24 April 2025
17:00 WIB
Petani Di Bali Diminta Tampung Air Hujan
Balai Besar Meteorologi Klimatologi dan Geofisika (BBMKG) Wilayah III Denpasar mengajak masyarakat, khususnya petani menampung air untuk pertanian guna mengantisipasi kemarau di Bali.
Editor: Rikando Somba
Ilustrasi seorang bocah menata jeriken berisi air yang diambil dari embung (penampungan) air hujan. ANTARA FOTO/Muhammad Adimaja
DENPASAR- Warga Bali harus mengantisipasi kemarau di Pulau Dewata itu. Warga diserukan untuk menampung air, utamanya petani. Balai Besar Meteorologi Klimatologi dan Geofisika (BBMKG) Wilayah III Denpasar mengajak masyarakat, khususnya petani menampung air untuk pertanian guna mengantisipasi kemarau di Bali.
“Kami imbau masyarakat petani agar memaksimalkan air irigasi, mempersiapkan embung,” kata Kepala BBMKG Wilayah III Cahyo Nugroho di Denpasar, Bali, Kamis.
Meski diperkirakan Bali memasuki musim peralihan, BBMKG Denpasar tetap meminta masyarakat mewaspadai potensi hujan deras. Karenanya, masyarakat untuk menghindari area terbuka seperti lapangan dan sawah saat terjadi hujan dan petir.

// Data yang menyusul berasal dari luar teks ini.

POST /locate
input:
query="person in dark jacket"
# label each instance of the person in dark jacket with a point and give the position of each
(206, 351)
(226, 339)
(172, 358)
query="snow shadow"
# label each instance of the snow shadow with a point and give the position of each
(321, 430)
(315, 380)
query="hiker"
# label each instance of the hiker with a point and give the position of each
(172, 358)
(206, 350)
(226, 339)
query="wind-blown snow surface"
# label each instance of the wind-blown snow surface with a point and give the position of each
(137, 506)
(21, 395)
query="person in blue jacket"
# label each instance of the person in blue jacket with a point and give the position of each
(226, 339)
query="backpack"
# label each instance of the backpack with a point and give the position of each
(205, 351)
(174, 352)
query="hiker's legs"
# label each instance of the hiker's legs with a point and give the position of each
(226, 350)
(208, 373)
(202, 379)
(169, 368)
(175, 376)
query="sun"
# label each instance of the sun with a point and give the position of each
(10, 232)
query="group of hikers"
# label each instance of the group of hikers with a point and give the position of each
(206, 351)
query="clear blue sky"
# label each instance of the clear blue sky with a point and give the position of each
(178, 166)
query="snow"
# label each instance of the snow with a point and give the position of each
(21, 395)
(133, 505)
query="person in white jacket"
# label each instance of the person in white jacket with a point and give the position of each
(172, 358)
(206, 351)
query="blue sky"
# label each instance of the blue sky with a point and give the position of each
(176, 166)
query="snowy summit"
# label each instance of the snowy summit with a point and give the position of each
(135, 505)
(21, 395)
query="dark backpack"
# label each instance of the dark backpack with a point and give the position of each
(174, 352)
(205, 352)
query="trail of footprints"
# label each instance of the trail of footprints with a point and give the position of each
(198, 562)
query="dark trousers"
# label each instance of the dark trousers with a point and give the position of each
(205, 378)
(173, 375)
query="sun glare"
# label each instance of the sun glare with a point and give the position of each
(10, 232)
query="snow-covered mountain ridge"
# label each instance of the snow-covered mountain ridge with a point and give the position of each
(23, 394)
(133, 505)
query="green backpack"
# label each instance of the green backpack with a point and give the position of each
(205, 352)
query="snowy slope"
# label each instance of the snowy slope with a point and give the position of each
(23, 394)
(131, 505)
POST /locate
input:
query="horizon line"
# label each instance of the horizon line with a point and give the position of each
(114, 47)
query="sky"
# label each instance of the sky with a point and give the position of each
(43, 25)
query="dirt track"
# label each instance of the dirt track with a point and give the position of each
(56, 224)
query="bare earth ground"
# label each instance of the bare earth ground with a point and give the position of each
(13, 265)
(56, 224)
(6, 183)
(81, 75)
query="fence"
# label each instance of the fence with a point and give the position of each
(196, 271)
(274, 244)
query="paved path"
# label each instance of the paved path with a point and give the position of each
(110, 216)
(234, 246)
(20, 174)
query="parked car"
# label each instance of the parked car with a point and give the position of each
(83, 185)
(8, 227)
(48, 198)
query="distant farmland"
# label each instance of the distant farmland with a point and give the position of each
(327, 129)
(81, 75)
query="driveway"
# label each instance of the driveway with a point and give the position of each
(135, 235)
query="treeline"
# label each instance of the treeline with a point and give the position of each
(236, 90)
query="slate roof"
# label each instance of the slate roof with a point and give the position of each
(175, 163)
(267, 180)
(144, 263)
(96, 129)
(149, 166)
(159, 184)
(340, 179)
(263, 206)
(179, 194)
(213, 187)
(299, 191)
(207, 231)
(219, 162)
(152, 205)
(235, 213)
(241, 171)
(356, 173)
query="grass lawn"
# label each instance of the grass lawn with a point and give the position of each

BMKG mencatat kondisi angin dan gelombang laut berisiko terhadap keselamatan pelayaran. Ada pun pengguna perahu nelayan diminta mewaspadai kecepatan angin lebih dari 15 knot atau sekitar 27 kilometer per jam dan tinggi gelombang di atas 1,25 meter. Terhadap hal ini, operator kapal tongkang dianjurkan waspada saat angin berkecepatan lebih dari 16 knot dan tinggi gelombang di atas 1,5 meter.
Sedangkan, operator kapal feri diminta mewaspadai kecepatan angin lebih dari 21 knot dan tinggi gelombang di atas 2,5 meter. Pihaknya mengimbau masyarakat termasuk nelayan dan pelaku wisata bahari untuk mewaspadai potensi gelombang tinggi itu baik di perairan utara dan selatan Bali.

Wajib Biopuri
Terhadap antisipasi kemarau, Dinas Lingkungan Hidup (DLH) Kota Tasikmalaya, Jawa Barat, menyiapkan aturan terkait setiap rumah wajib membuat satu biopori untuk meningkatkan resapan air dan menjaga ketersediaan air tanah sebagai langkah antisipasi krisis air di masa akan datang.
Baca juga: Sejumlah Wilayah Percepat Musim Tanam Padi
Warga NTB Diminta Waspada Dampak Datangnya Kemarau
"Kita punya program satu rumah satu lubang biopori, itu menjadi solusi untuk resapan air, dan solusi penanganan sampah organik, belum saya sosialisasikan karena kita sedang menyusun (surat) edaran Wali Kota," kata Kepala DLH Kota Tasikmalaya Deni Diyana dikutip Antara, saat peringatan Hari Bumi Sedunia di Tasikmalaya, Selasa.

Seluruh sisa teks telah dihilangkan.